For NTHi infection, we used previously set up conditions [33,35,36]. RPMI 2650, Detroit 562, NCI H-292, A549, HeLa and HeLa-BGP cells were infected in 1 ml EBSS (Earle's Balanced Salt Solution, Gibco) to get a multiplicity of infection (MOI) of ~100:1. MH-S cells were infected in 1 ml RPMI 1640 with Hepes 10mM and 10% FCS to get a MOI of ~100:1. To monitor adhesion, RPMI 2650, Detroit 562, NCI H-292, A549, HeLa and HeLa-BGP cells were infected for 30 min, and MH-S cells were infected for 1 h. Although this assay does not completely exclude a possible internalization of some bacteria, experimental conditions were previously set to monitor adhesion ([33,36], data not shown). Cells were then washed 5 times with PBS, lysed with 300 μl of PBS-saponin 0.025% for 10 min at room temperature, and serial dilutions were plated on sBHI-agar. For invasion, all epithelial cells were infected for 2 h, washed 3 times with PBS, incubated for 1 h with RPMI 1640 containing 10% FCS, Hepes 10mM and gentamicin 200 μg/ml. For phagocytosis, MH-S cells were infected for 1 h, washed 3 times with PBS, and incubated for 1 h with medium containing gentamicin 300 μg/ml. In all cases, cells were washed 3 times with PBS and lysed as described above. Bacterial adherence to the wells was excluded by monitoring infection of the panel of cell lines by microscopy (data not shown).

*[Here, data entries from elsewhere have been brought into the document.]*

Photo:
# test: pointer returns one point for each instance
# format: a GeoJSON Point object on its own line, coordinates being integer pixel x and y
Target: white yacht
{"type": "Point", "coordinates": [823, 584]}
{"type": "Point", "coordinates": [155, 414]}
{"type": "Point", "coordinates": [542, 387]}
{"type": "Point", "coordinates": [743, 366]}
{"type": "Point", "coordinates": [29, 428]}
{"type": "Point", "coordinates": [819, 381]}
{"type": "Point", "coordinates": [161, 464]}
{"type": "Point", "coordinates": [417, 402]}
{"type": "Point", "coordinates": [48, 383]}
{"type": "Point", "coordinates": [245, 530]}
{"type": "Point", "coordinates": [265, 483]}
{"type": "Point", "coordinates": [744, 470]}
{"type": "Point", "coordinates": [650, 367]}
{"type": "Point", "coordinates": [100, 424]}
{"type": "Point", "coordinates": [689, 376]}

When indicated, A549 cells were pretreated for 16 h with 2 μg/ml tunicamycin (Sigma). This treatment did not induce cytotoxicity, verified by measuring the release of lactate dehydrogenase and microscopy (data not shown). Drug exposure was maintained during bacterial contact. Drug exposure had no effect on bacterial viability under the conditions tested (data not shown). α5 integrin analysis was performed by (i) cell incubation with anti-α5 P1D6 (20 μg/ml) function blocking antibody, for 1 h before infection. The antibody was kept during infection; (ii) cell incubation with RGD peptide (10 μM), added to the cells 1 h before infection, and removed before infection. All infections were carried out in triplicate at least three independent times (n>9).
Mouse assays
These assays were carried out as previously described [29]. CD1 female mice (4 to 5 weeks old) were purchased from Charles River Laboratories (France) and housed under pathogen-free conditions at the Institute of Agrobiotechnology of the Universidad Pública de Navarra (UPNA) facilities (registration number ES/31-2016-000002-CR-SU-US). Animal handling and procedures were in accordance with the current European (Directive 86/609/EEC) and National (Real Decreto 53/2013) legislations, following the FELASA and ARRIVE guidelines, and with the approval of the UPNA Animal Experimentation Committee (Comité de Ética, Experimentación Animal y Bioseguridad-CEEAB, http://www.unavarra.es/invest/comiteEtica.htm) and the local Government authorization. Animal´s condition was monitored daily. For infection, bacteria were recovered with 1 ml PBS from chocolate-agar grown for 16 h, to obtain a suspension of ~5x109 c.f.u./ml. Before infection, mice were anesthetized intraperitoneally with a mixture of ketamine-xylazine (3:1). Each mouse received 20 μl of inoculum (~108 c.f.u.) intranasally. During infection, we did not observe signs of sickness or alterations in behavior, and the use of humane endpoints was not required. Groups of at least 5 mice were euthanized by cervical dislocation and necropsied at selected intervals to determine the number of c.f.u. per lung. Lungs were aseptically removed, individually weighed in sterile bags (Stomacher80, Seward Medical), homogenized, and serially ten-fold diluted in PBS. Each dilution was spread on sBHI-agar (detection limit <10 c.f.u./lung).
Statistical analysis
For biofilm growth, cell infection and mice infection assays, mean±SD were calculated and statistical comparison of means performed using the two-tail t test. In all cases, a p<0.05 value was considered statistically significant. Analyses were performed using Prism software, version 4 for PC (GraphPad Software) statistical package.
Results
Construction of NTHi375 mutant strains defective in the surface proteins P5 and Hap
P5 and Hap are two NTHi OMPs encoded by the ompP5 and hap genes, respectively, present in all NTHi isolates analysed to date [4]. In this study, we employed NTHi375, an isolate used for previous studies on NTHi biology and infection [28,29,33], and whose genome sequence is available [37]. We analysed P5 and Hap amino acid sequence on NTHi375, and their level of conservation (Fig 1A, Fig A and Table A in S1 File).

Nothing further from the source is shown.